ショウガを科学します。
2023年に米国のミシガン大学(UM)で行われた研究は、ショウガの持つ抗炎症効果の根底にある、生物学的なメカニズムが解明しました。
ショウガは何千年もの間、薬として使われており、優れた抗炎症効果を持つことも知られていましたが、人間の免疫細胞にどのような変化を起こすかは完全に解明されていませんでした。
この研究ではそのメカニズムが解明され、ショウガサプリメントがリウマチなどの自己免疫疾患の改善に役立つ可能性がマウスと人間の両方で実証したのです。
研究者たちはショウガに含まれる6‐ジンゲロールが慢性炎症性疾患を治療するだけでなく、アトピー性皮膚炎の改善も期待できると述べています。

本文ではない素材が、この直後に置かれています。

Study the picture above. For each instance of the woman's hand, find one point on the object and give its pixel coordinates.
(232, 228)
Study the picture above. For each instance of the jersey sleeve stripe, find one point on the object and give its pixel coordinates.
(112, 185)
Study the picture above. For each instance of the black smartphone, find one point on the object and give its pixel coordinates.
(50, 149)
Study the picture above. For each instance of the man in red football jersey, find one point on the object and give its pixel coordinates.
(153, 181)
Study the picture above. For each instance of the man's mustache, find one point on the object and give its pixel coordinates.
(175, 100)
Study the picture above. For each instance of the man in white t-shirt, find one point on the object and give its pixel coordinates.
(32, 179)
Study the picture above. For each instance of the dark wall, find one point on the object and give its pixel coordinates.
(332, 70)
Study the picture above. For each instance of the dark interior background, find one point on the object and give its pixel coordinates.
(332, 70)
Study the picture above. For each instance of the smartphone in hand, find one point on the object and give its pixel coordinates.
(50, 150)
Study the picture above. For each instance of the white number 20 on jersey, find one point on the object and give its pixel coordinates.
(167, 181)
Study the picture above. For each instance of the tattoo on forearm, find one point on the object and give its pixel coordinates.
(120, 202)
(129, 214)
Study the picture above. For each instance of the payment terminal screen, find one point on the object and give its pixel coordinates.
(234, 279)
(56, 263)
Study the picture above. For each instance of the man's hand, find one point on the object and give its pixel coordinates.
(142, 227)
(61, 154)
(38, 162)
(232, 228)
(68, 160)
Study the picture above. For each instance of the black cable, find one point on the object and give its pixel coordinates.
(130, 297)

研究内容の詳細は2023年9月22日に『JCI Insight』で公開されました。
目次
- ショウガの効能は知っていてもメカニズムは謎だった
- 7日間ショウガサプリメントを飲むだけで効果が現れた
ショウガの効能は知っていてもメカニズムは謎だった

ショウガはさまざまな病気の家庭薬として長い間使用されてきました
その効能は消化不良の改善、吐き気の抑制、減量、血糖値の低下、心臓病リスクの低下、抗酸化作用、抗がん特性にも及んでいます。
しかし加えてショウガにはもう1つ、免疫の過剰反応を抑える抗炎症作用があることが知られています。
炎症に代表される免疫機能は体内に侵入した異物を排除する重要な役目があります。
しかし、ときに炎症は症状を長引かせることがあります。
ハーバード大学で行われた研究でも、炎症による防衛が成功した後には、マッサージなどで炎症物質を早期に患部から流し去ることが症状の早期回復につながることが示されています。